Smol raises £8m for push into new categories
Eco-friendly laundry goods subscription service smol has raised £8m from Balderton, with participation from JamJar Investments. Smol is a startup that delivers to people’s homes eco-friendly laundry capsules and dishwasher tablets on subscription through letterboxes, which undercut the price of the leading brands.
The funding will see smol push into new product categories, expand further into new markets and expand its team. Before this round smol had been funded by seed money from private investors.
Created by former Unilever employees Paula Quazi and Nick Green in 2018, it has also launched its own-brand, animal-fat-free, vegan fabric conditioner and a 100% plastic-free, child-lock packaging for its laundry and dishwashing products, as well as fabric conditioner made from 100% post-consumer recycled plastic, which as recyclable. Smol also offers a returns scheme for refill and reuse.
P&G and Unilever currently dominate the market, while smol hopes to become “the Dollar Shave Club” of laundry.
Interbrand launches Breakthrough Brands report
Some notable brands on the list include digital bank Chime, meat replacement business Impossible, sustainable circular service model Loop, and lingerie business Third Love.
This year’s Breakthrough Brands cohort follows in the footsteps of Deliveroo, Peloton and Glossier (2016) and Slack, TaskRabbit, and Flipkart (2017) tipped for success in Interbrand’s two previous reports.
Since the first report in 2016, innovation has shifted from the tech start-up epicentre of Silicon Valley and has moved away from massive software and marketplace enterprises that simply connected buyers to sellers via a digital platform.
There is also a significant shift in leadership within the 30 brands where 27% have a CEO who is a person of colour and 30% have a CEO who is a woman, compared with only a 10% CEO representation for either demographics in Fortune 500 companies.
Shelf Engine raises to help reduce food waste
Sunny Dhillon, a partner at Signia Ventures says that “grocery margins will always be razor thin, and the difference between a profitable and unprofitable grocer is often just cents on the dollar.
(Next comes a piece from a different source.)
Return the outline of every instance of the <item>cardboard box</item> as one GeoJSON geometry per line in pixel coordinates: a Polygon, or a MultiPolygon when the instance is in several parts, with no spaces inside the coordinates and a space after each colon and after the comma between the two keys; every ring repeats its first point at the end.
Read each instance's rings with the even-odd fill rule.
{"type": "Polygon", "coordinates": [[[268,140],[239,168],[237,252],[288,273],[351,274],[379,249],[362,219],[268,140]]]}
Thus, as the adoption of e-grocery becomes more commonplace, retailers must not only optimise their fulfilment operations (e.g. MFCs), but also the logistics of delivery to a customer’s doorstep to ensure speed and quality (e.g. darkstores).”
Food waste isn’t just bad for its inefficiency in the face of a massive problem in the U.S. with food insecurity for citizens, it’s also bad for the environment.
Shelf Engine proposes to tackle the problem by providing demand forecasting for perishable food items. The idea is to wring inefficiencies out of the ordering system. Typically about a third of food gets thrown out of the bakery section and other highly perishable goods stocked on store shelves. Shelf Engine guarantees sales for the store, and any items that remain unsold the company will pay for.